针对约束多目标优化问题的进化算法和粒子群优化方法的比较研究

现实世界中的许多优化问题都包含多个相互冲突的目标以及额外的问题约束。这些问题被称为约束多目标优化问题（CMOPs）。文献中介绍了许多用于解决 CMOPs 的元启发式方法，称为约束多目标元启发式方法（CMOMHs），包括使用粒子群优化（PSO）（Kennedy 和 Eberhart，1995 年）、遗传算法（GAs）（Man 等人，1996 年）和微分进化（DE）（Storn 和 Price，1997 年）的方法。CMOMHs 可分为四类：经典 CMOMHs、协同进化方法、多阶段方法和多任务方法。研究人员对 20 种不同的 CMOMHs 进行了广泛的比较研究，这些 CMOMHs 应用于各种测试问题，包括科学和工程领域的实际 CMOPs。根据比较研究结果，引入了一种名为受约束多向导粒子群优化（ConMGPSO）的多粒子群 PSO 方法，并与之前表现最好的方法进行了比较。研究发现，每种算法的性能都与问题有关，但总体上最好的方法是 ConMGPSO、成对后代约束进化算法（POCEA）（He 等人，2021 年）、自适应非支配排序遗传算法 III（A-NSGA-III）（Jain 和 Deb，2014 年）以及使用 Q-learning 和进化多任务的约束多目标框架（CMOQLMT）（Ming 和 Gong，2023 年）。ConMGPSO 和 POCEA 在 CF 基准集上表现最佳，该基准集包含双目标和三目标 CMOP 示例，且 CPOF 互不关联。CMOQLMT 方法在 DAS-CMOP 基准集上表现最佳，该基准集在可行性、收敛性和多样性硬度方面存在额外困难。对于所选的真实世界 CMOP，A-NSGA-III 的总体性能最佳。ConMGPSO 在流程、设计和综合问题上表现最佳，在电力系统优化问题上也具有竞争力。

本文章由计算机程序翻译，如有差异，请以英文原文为准。

求助全文

约1分钟内获得全文求助全文

来源期刊

Swarm and Evolutionary Computation COMPUTER SCIENCE, ARTIFICIAL INTELLIGENCEC-COMPUTER SCIENCE, THEORY & METHODS

CiteScore

16.00

自引率

12.00%

发文量

169

期刊介绍： Swarm and Evolutionary Computation is a pioneering peer-reviewed journal focused on the latest research and advancements in nature-inspired intelligent computation using swarm and evolutionary algorithms. It covers theoretical, experimental, and practical aspects of these paradigms and their hybrids, promoting interdisciplinary research. The journal prioritizes the publication of high-quality, original articles that push the boundaries of evolutionary computation and swarm intelligence. Additionally, it welcomes survey papers on current topics and novel applications.
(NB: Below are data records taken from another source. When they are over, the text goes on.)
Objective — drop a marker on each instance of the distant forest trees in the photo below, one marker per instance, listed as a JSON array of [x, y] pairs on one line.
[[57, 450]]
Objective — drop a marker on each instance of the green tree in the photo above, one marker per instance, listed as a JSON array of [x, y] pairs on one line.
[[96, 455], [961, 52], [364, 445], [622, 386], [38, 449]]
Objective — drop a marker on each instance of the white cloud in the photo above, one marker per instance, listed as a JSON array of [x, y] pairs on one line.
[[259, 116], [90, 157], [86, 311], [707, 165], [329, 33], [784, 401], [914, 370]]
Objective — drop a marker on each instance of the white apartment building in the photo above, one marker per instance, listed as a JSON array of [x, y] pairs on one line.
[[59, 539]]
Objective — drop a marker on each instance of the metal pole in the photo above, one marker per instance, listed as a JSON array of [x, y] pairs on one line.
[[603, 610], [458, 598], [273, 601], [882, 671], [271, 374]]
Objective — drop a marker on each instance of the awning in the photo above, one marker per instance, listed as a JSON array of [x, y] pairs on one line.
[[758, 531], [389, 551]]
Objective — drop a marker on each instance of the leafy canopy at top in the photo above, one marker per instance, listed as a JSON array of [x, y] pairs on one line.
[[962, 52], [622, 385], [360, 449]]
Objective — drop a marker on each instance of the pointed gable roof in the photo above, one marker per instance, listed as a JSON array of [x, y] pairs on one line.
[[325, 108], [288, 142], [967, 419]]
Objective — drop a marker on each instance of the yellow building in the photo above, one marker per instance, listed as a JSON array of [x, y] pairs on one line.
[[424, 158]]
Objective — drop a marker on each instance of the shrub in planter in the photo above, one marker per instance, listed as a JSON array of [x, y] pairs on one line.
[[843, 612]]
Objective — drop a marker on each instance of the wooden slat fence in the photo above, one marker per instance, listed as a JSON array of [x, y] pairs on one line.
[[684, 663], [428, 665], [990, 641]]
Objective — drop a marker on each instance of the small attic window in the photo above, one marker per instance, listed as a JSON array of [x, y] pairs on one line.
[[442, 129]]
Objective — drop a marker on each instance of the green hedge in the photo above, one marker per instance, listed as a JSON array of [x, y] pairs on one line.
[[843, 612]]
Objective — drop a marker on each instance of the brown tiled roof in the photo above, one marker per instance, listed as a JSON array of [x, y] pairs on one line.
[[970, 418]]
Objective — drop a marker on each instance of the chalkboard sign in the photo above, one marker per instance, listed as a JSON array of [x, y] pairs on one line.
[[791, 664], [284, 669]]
Topics of interest include but are not limited to: Genetic Algorithms, and Genetic Programming, Evolution Strategies, and Evolutionary Programming, Differential Evolution, Artificial Immune Systems, Particle Swarms, Ant Colony, Bacterial Foraging, Artificial Bees, Fireflies Algorithm, Harmony Search, Artificial Life, Digital Organisms, Estimation of Distribution Algorithms, Stochastic Diffusion Search, Quantum Computing, Nano Computing, Membrane Computing, Human-centric Computing, Hybridization of Algorithms, Memetic Computing, Autonomic Computing, Self-organizing systems, Combinatorial, Discrete, Binary, Constrained, Multi-objective, Multi-modal, Dynamic, and Large-scale Optimization.